Therefore, according to the scheme of the embodiment, the performance of the Hadoop analysis platform is tested, and the test result of the performance test is standardized into the configuration format, so that the configuration format is built in the database of the Hadoop analysis platform; acquiring actual parameters of the Hadoop analysis platform at regular time based on a first preset time interval, and matching the actual parameters with the configuration format to obtain matched effective configuration; regularly detecting data information running on the Hadoop analysis platform based on a second preset time interval, and judging whether the data information exceeds the effective configuration; and if the data information exceeds the effective configuration, setting a speed limiter through a first preset interface, and setting speed limiter parameters according to the data information so as to match the speed limiter parameters with the configuration format for self-adaptive speed limiting. Therefore, firstly, the method is based on the actual platform configuration matching performance parameters, has wide application and is suitable for various Hadoop architecture-based platforms; secondly, the test result of the performance test is standardized into a configuration format and is arranged in a database of a Hadoop analysis platform, parameters are configured, manual configuration is omitted, and the process is simpler, controllable and clear; thirdly, data information running on the analysis platform is dynamically detected in real time based on a preset time interval, self-adaption speed limitation is carried out according to detection results, the applicability is strong, the delay of data consumption and the delay of analysis and storage are shortened as much as possible while stability of each cluster and service is ensured, meanwhile, negative effects caused by rapid increase of data quantity can be avoided, namely, performance abnormity of the analysis platform caused by overlarge data quantity is prevented.
Further, an electronic device is disclosed in the embodiments of the present application, and fig. 5 is a block diagram of the electronic device 20 according to an exemplary embodiment, which should not be construed as limiting the scope of the application.
Fig. 5 is a schematic structural diagram of an electronic device 20 according to an embodiment of the present disclosure. The electronic device 20 may specifically include: at least one processor 21, at least one memory 22, a power supply 23, a communication interface 24, an input output interface 25, and a communication bus 26. The memory 22 is used for storing a computer program, and the computer program is loaded and executed by the processor 21 to implement relevant steps in the adaptive speed limiting method based on the Hadoop analysis platform disclosed in any of the foregoing embodiments. In addition, the electronic device 20 in the present embodiment may be a computer.
In this embodiment, the power supply 23 is configured to provide a working voltage for each hardware device on the electronic device 20; the communication interface 24 can create a data transmission channel between the electronic device 20 and an external device, and a communication protocol followed by the communication interface is any communication protocol applicable to the technical solution of the present application, and is not specifically limited herein; the input/output interface 25 is configured to obtain external input data or output data to the outside, and a specific interface type thereof may be selected according to specific application requirements, which is not specifically limited herein.
In addition, the memory 22 is used as a carrier for storing resources, and may be a read-only memory, a random access memory, a magnetic disk, an optical disk, or the like, the resources stored thereon may include an operating system 221, a computer program 222, data 223, and the like, and the data 223 may include various data.
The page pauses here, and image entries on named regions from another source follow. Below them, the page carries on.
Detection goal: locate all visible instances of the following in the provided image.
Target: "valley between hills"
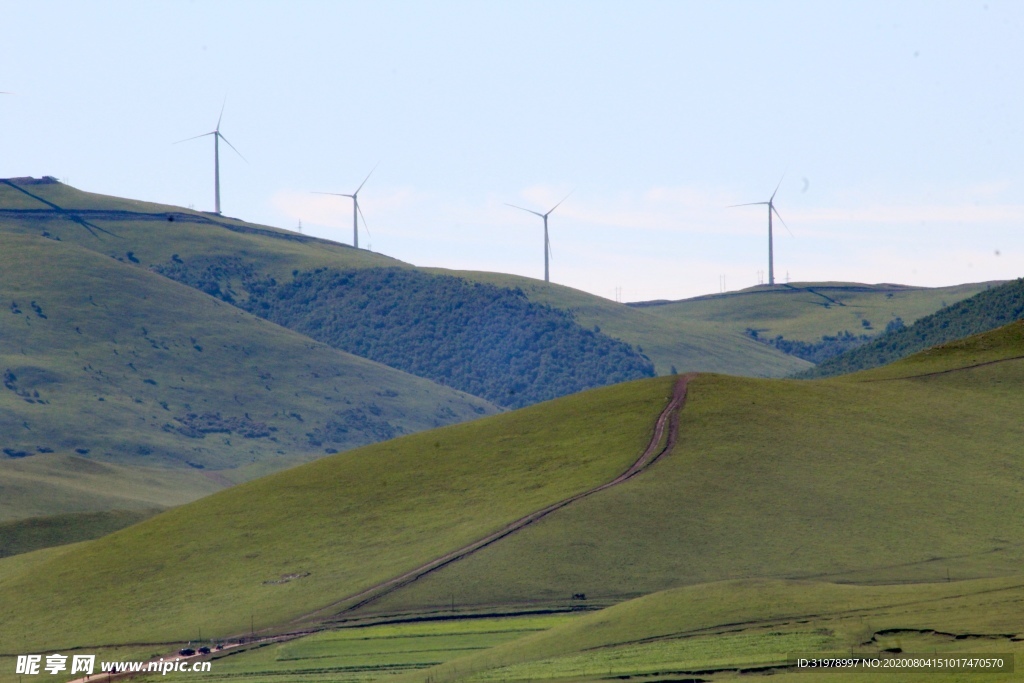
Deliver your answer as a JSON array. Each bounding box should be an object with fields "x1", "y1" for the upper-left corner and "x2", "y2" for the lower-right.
[{"x1": 0, "y1": 179, "x2": 1024, "y2": 683}]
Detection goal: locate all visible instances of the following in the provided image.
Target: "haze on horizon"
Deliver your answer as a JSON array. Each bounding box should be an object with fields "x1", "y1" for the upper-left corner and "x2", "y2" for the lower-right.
[{"x1": 0, "y1": 0, "x2": 1024, "y2": 301}]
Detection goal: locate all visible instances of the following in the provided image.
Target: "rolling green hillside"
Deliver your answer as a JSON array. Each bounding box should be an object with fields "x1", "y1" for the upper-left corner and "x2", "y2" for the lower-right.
[
  {"x1": 800, "y1": 280, "x2": 1024, "y2": 378},
  {"x1": 429, "y1": 268, "x2": 811, "y2": 377},
  {"x1": 0, "y1": 453, "x2": 224, "y2": 523},
  {"x1": 399, "y1": 577, "x2": 1024, "y2": 683},
  {"x1": 0, "y1": 323, "x2": 1024, "y2": 649},
  {"x1": 0, "y1": 231, "x2": 495, "y2": 481},
  {"x1": 0, "y1": 378, "x2": 675, "y2": 651},
  {"x1": 352, "y1": 323, "x2": 1024, "y2": 613},
  {"x1": 0, "y1": 179, "x2": 810, "y2": 387},
  {"x1": 630, "y1": 283, "x2": 999, "y2": 342},
  {"x1": 158, "y1": 260, "x2": 654, "y2": 408}
]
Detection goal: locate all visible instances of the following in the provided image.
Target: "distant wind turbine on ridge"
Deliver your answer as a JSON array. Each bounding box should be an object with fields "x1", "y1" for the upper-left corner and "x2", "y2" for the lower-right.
[
  {"x1": 505, "y1": 193, "x2": 572, "y2": 283},
  {"x1": 727, "y1": 176, "x2": 793, "y2": 285},
  {"x1": 175, "y1": 101, "x2": 249, "y2": 215},
  {"x1": 313, "y1": 164, "x2": 380, "y2": 249}
]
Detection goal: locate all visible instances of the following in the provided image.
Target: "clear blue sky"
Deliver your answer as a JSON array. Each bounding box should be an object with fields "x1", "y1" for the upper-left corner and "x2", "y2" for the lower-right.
[{"x1": 0, "y1": 0, "x2": 1024, "y2": 301}]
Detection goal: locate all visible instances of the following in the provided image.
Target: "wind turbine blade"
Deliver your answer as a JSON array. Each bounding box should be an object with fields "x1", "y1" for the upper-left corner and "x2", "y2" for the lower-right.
[
  {"x1": 355, "y1": 203, "x2": 373, "y2": 238},
  {"x1": 172, "y1": 133, "x2": 214, "y2": 144},
  {"x1": 771, "y1": 206, "x2": 797, "y2": 238},
  {"x1": 505, "y1": 202, "x2": 544, "y2": 218},
  {"x1": 768, "y1": 173, "x2": 785, "y2": 201},
  {"x1": 217, "y1": 133, "x2": 249, "y2": 164},
  {"x1": 544, "y1": 189, "x2": 575, "y2": 216},
  {"x1": 352, "y1": 162, "x2": 381, "y2": 195}
]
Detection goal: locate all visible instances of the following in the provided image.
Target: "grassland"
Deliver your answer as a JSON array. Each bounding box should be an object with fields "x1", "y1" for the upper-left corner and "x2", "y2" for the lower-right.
[
  {"x1": 0, "y1": 232, "x2": 496, "y2": 475},
  {"x1": 352, "y1": 324, "x2": 1024, "y2": 613},
  {"x1": 401, "y1": 577, "x2": 1024, "y2": 683},
  {"x1": 798, "y1": 280, "x2": 1024, "y2": 379},
  {"x1": 428, "y1": 268, "x2": 811, "y2": 377},
  {"x1": 0, "y1": 453, "x2": 223, "y2": 522},
  {"x1": 0, "y1": 378, "x2": 674, "y2": 651},
  {"x1": 631, "y1": 283, "x2": 998, "y2": 342},
  {"x1": 116, "y1": 614, "x2": 574, "y2": 683}
]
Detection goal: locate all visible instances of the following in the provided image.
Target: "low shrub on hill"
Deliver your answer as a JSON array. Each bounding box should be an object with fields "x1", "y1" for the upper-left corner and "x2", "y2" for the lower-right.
[
  {"x1": 159, "y1": 260, "x2": 654, "y2": 408},
  {"x1": 797, "y1": 279, "x2": 1024, "y2": 379}
]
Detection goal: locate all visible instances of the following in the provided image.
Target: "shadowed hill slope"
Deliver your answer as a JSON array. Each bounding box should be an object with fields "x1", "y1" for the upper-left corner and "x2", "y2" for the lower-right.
[
  {"x1": 0, "y1": 180, "x2": 809, "y2": 389},
  {"x1": 429, "y1": 268, "x2": 811, "y2": 377},
  {"x1": 352, "y1": 323, "x2": 1024, "y2": 613},
  {"x1": 629, "y1": 283, "x2": 1001, "y2": 342},
  {"x1": 0, "y1": 231, "x2": 496, "y2": 481},
  {"x1": 0, "y1": 378, "x2": 675, "y2": 651},
  {"x1": 159, "y1": 267, "x2": 654, "y2": 408}
]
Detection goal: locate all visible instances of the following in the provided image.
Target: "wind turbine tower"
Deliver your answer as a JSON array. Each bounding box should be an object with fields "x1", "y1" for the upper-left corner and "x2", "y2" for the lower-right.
[
  {"x1": 313, "y1": 166, "x2": 377, "y2": 249},
  {"x1": 175, "y1": 102, "x2": 249, "y2": 216},
  {"x1": 729, "y1": 178, "x2": 793, "y2": 285},
  {"x1": 505, "y1": 193, "x2": 572, "y2": 283}
]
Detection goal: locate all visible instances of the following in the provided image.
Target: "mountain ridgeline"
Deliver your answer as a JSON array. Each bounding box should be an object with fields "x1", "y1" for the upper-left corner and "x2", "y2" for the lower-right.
[
  {"x1": 157, "y1": 259, "x2": 654, "y2": 408},
  {"x1": 796, "y1": 279, "x2": 1024, "y2": 379}
]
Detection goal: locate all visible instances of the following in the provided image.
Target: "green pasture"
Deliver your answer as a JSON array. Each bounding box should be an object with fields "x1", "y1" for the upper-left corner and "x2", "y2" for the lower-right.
[
  {"x1": 0, "y1": 378, "x2": 675, "y2": 650},
  {"x1": 356, "y1": 324, "x2": 1024, "y2": 613},
  {"x1": 634, "y1": 283, "x2": 998, "y2": 342},
  {"x1": 0, "y1": 453, "x2": 222, "y2": 524},
  {"x1": 118, "y1": 614, "x2": 573, "y2": 683},
  {"x1": 401, "y1": 577, "x2": 1024, "y2": 683},
  {"x1": 0, "y1": 232, "x2": 496, "y2": 475},
  {"x1": 427, "y1": 268, "x2": 811, "y2": 377}
]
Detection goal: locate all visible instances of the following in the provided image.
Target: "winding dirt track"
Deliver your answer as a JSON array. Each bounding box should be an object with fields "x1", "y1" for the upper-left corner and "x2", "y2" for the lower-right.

The storage means may be transient storage or permanent storage.
The operating system 221 is used for managing and controlling each hardware device on the electronic device 20 and the computer program 222, and may be Windows Server, netware, unix, linux, or the like. The computer program 222 may further include a computer program that can be used to perform other specific tasks in addition to the computer program that can be used to perform the adaptive speed limiting method based on the Hadoop analysis platform executed by the electronic device 20 disclosed in any of the foregoing embodiments.
Further, embodiments of the present application disclose a computer-readable storage medium, where the computer-readable storage medium includes a Random Access Memory (RAM), a Memory, a Read-Only Memory (ROM), an electrically programmable ROM, an electrically erasable programmable ROM, a register, a hard disk, a magnetic disk, or an optical disk or any other form of storage medium known in the art. When being executed by a processor, the computer program realizes the self-adaptive speed limiting method based on the Hadoop analysis platform. For the specific steps of the method, reference may be made to the corresponding contents disclosed in the foregoing embodiments, which are not described herein again.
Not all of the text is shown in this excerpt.